Abstract

Toxins could be effective anticancer drugs, if their selective delivery into cancer cells could be achieved. We have shown that the energy of membrane-associated folding of water-soluble membrane peptides of the pHLIP (pH low insertion peptide) family could be used to move cell-impermeable cargo across the lipid bilayer into the cytoplasm of cancer cells. Here we present the results of a study of pHLIP-mediated cellular delivery of a polar cell-impermeable toxin, α-amanitin, an inhibitor of RNA polymerase II. We show that pHLIP can deliver α-amanitin into cells in a pH-dependent fashion and induce cell death within 48 h. Translocation capability could be tuned by conjugating amanitin to the C-terminus of pHLIP via linkers of different hydrophobicities that could be cleaved in the cytoplasm. pHLIP-SPDP-amanitin, which exhibits 4-5 times higher antiproliferative ability at pH 6 than at pH 7.4, was selected as the best construct.

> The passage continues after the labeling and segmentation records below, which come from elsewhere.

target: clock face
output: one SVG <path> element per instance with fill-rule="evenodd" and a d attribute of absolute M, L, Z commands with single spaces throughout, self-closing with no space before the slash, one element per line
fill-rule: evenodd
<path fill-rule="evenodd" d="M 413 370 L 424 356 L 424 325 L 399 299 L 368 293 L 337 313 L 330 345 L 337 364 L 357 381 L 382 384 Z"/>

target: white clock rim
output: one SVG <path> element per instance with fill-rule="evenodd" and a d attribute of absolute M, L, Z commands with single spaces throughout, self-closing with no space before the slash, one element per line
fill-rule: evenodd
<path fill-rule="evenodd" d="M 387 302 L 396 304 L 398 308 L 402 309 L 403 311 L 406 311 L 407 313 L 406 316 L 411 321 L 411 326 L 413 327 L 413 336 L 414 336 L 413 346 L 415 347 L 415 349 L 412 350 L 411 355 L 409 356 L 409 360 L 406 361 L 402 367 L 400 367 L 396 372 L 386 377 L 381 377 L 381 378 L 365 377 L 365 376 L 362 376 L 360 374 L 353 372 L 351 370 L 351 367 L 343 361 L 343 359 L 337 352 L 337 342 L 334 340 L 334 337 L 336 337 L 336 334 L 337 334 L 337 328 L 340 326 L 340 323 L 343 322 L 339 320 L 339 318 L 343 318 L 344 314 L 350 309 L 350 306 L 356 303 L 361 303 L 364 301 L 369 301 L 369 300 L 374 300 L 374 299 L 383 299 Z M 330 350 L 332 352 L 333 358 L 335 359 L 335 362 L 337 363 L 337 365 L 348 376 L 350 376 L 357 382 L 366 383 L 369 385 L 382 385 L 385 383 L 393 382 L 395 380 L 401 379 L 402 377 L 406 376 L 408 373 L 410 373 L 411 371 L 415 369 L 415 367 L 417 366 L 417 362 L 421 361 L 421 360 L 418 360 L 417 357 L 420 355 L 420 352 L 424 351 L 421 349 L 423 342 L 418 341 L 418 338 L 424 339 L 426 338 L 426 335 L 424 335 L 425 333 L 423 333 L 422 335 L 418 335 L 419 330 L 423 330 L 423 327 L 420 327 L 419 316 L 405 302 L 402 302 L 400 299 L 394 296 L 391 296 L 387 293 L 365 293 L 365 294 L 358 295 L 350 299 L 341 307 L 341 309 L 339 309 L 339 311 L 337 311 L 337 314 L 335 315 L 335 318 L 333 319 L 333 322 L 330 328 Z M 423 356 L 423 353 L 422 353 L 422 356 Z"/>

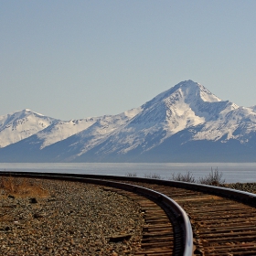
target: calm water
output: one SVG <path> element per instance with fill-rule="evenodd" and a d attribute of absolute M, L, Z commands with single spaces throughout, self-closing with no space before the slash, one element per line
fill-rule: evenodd
<path fill-rule="evenodd" d="M 77 174 L 102 174 L 114 176 L 127 176 L 135 173 L 137 176 L 145 175 L 160 175 L 162 178 L 169 179 L 172 174 L 186 174 L 189 171 L 196 179 L 208 175 L 211 168 L 219 169 L 223 174 L 227 183 L 256 182 L 256 163 L 43 163 L 43 164 L 10 164 L 0 163 L 1 171 L 35 171 L 35 172 L 59 172 Z"/>

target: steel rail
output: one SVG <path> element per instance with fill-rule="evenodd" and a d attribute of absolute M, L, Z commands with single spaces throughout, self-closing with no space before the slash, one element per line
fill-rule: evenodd
<path fill-rule="evenodd" d="M 176 218 L 178 219 L 180 226 L 182 227 L 183 232 L 183 256 L 193 255 L 193 231 L 189 218 L 186 211 L 172 198 L 165 196 L 163 193 L 159 193 L 155 190 L 146 188 L 144 187 L 130 185 L 127 183 L 112 181 L 111 179 L 120 180 L 123 177 L 119 176 L 88 176 L 86 175 L 77 174 L 59 174 L 59 173 L 36 173 L 36 172 L 0 172 L 0 176 L 22 176 L 30 178 L 47 178 L 47 179 L 58 179 L 58 180 L 69 180 L 75 182 L 92 183 L 97 185 L 102 185 L 112 187 L 120 188 L 123 190 L 132 191 L 143 195 L 145 197 L 149 197 L 155 202 L 161 203 L 165 206 L 165 208 L 171 210 Z M 99 178 L 96 178 L 99 177 Z M 149 179 L 146 179 L 147 181 Z M 154 180 L 155 181 L 155 180 Z"/>

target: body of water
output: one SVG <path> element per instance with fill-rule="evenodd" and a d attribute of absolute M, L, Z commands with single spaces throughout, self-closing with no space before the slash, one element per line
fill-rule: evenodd
<path fill-rule="evenodd" d="M 164 179 L 190 172 L 197 179 L 218 168 L 226 183 L 256 182 L 256 163 L 0 163 L 1 171 L 35 171 L 110 176 L 156 174 Z"/>

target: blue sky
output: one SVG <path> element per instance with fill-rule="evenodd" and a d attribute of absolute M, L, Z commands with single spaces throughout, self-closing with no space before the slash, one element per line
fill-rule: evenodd
<path fill-rule="evenodd" d="M 0 115 L 116 114 L 193 80 L 256 105 L 256 1 L 0 0 Z"/>

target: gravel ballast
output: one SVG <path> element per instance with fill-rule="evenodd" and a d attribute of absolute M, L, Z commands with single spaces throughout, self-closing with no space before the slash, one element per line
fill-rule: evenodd
<path fill-rule="evenodd" d="M 0 187 L 1 255 L 133 255 L 140 247 L 144 218 L 132 199 L 91 184 L 30 183 L 24 195 Z"/>

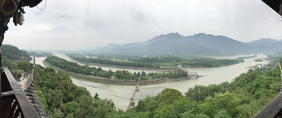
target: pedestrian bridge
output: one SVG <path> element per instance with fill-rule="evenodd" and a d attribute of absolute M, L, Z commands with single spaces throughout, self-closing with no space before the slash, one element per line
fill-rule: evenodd
<path fill-rule="evenodd" d="M 185 69 L 184 68 L 182 68 L 181 66 L 181 65 L 177 65 L 177 67 L 178 69 L 180 69 L 180 70 L 186 72 L 187 72 L 187 74 L 188 74 L 188 76 L 192 76 L 192 75 L 198 75 L 198 73 L 194 73 L 194 72 L 191 72 L 190 71 L 188 71 L 187 70 Z"/>

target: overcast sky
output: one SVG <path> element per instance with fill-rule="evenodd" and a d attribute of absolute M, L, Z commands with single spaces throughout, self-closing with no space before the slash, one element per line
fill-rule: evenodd
<path fill-rule="evenodd" d="M 175 32 L 243 42 L 282 39 L 282 21 L 260 0 L 48 0 L 44 10 L 24 10 L 24 24 L 15 26 L 12 19 L 3 44 L 20 49 L 71 49 L 144 42 Z"/>

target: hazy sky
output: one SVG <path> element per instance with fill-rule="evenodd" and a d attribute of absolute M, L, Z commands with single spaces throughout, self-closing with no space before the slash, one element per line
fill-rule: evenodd
<path fill-rule="evenodd" d="M 45 2 L 38 7 L 44 8 Z M 183 36 L 201 32 L 224 35 L 243 42 L 282 39 L 282 21 L 260 0 L 47 2 L 44 10 L 25 7 L 22 26 L 14 26 L 11 19 L 3 43 L 20 49 L 71 49 L 144 42 L 175 32 Z"/>

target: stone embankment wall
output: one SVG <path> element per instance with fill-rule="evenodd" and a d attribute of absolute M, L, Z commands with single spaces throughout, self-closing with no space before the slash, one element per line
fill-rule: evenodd
<path fill-rule="evenodd" d="M 44 60 L 43 61 L 45 61 Z M 114 84 L 121 85 L 131 85 L 135 86 L 138 83 L 138 80 L 123 80 L 119 79 L 109 79 L 98 78 L 93 78 L 84 75 L 79 75 L 66 71 L 61 69 L 55 67 L 50 64 L 48 62 L 45 61 L 48 66 L 69 73 L 70 75 L 83 80 L 89 81 L 94 82 L 102 83 L 105 84 Z M 151 80 L 142 81 L 140 83 L 140 85 L 149 85 L 160 84 L 163 83 L 177 82 L 180 81 L 186 80 L 188 79 L 194 79 L 198 78 L 197 75 L 190 76 L 187 77 L 170 79 L 166 78 L 163 79 L 158 79 Z"/>
<path fill-rule="evenodd" d="M 70 58 L 71 59 L 72 59 L 73 60 L 76 61 L 80 62 L 81 63 L 82 62 L 79 61 L 79 60 L 76 60 L 73 59 L 72 58 Z M 143 68 L 142 67 L 126 67 L 126 66 L 116 66 L 114 65 L 107 65 L 107 64 L 98 64 L 98 63 L 89 63 L 89 62 L 82 62 L 84 63 L 85 63 L 87 64 L 88 65 L 93 65 L 94 66 L 101 66 L 104 67 L 112 67 L 112 68 L 123 68 L 123 69 L 133 69 L 134 70 L 142 70 L 143 69 Z M 177 69 L 177 68 L 176 67 L 163 67 L 163 68 L 144 68 L 144 70 L 159 70 L 160 71 L 164 71 L 164 70 L 175 70 Z"/>

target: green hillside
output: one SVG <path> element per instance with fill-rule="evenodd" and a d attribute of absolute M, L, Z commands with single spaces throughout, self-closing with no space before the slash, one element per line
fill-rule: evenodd
<path fill-rule="evenodd" d="M 1 54 L 2 59 L 21 61 L 32 59 L 26 51 L 20 50 L 17 47 L 9 44 L 3 44 L 1 46 Z"/>

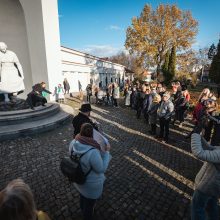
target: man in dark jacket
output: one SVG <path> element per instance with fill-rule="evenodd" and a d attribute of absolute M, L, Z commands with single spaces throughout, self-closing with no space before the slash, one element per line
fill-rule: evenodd
<path fill-rule="evenodd" d="M 32 91 L 27 95 L 27 103 L 30 105 L 31 109 L 34 109 L 37 103 L 45 106 L 47 99 L 43 96 L 43 93 L 52 94 L 50 91 L 46 90 L 46 83 L 37 83 L 32 87 Z"/>
<path fill-rule="evenodd" d="M 97 124 L 92 122 L 92 120 L 89 118 L 90 112 L 92 111 L 91 105 L 89 103 L 82 104 L 79 110 L 79 114 L 75 116 L 72 121 L 74 128 L 74 136 L 80 133 L 81 126 L 84 123 L 89 123 L 93 126 L 94 129 L 98 130 Z"/>

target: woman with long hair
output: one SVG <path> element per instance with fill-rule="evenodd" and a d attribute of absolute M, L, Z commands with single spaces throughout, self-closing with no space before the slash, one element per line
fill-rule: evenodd
<path fill-rule="evenodd" d="M 81 156 L 80 164 L 87 175 L 85 183 L 74 183 L 80 193 L 80 208 L 84 220 L 93 219 L 96 200 L 102 195 L 104 173 L 111 159 L 109 150 L 109 145 L 105 151 L 101 150 L 100 145 L 93 139 L 93 127 L 88 123 L 81 126 L 80 134 L 70 143 L 70 153 Z"/>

The major mechanism of amanitin delivery is direct translocation (flip) across a membrane by pHLIP and cleavage of the S-S bond in the cytoplasm. The antiproliferative effect was monitored on four different human cancer cell lines. pHLIP-mediated cytoplasmic delivery of amanitin could create great opportunities to use the toxin as a potent pH-selective anticancer agent, which predominantly targets highly proliferative cancer cells at low extracellular pH values.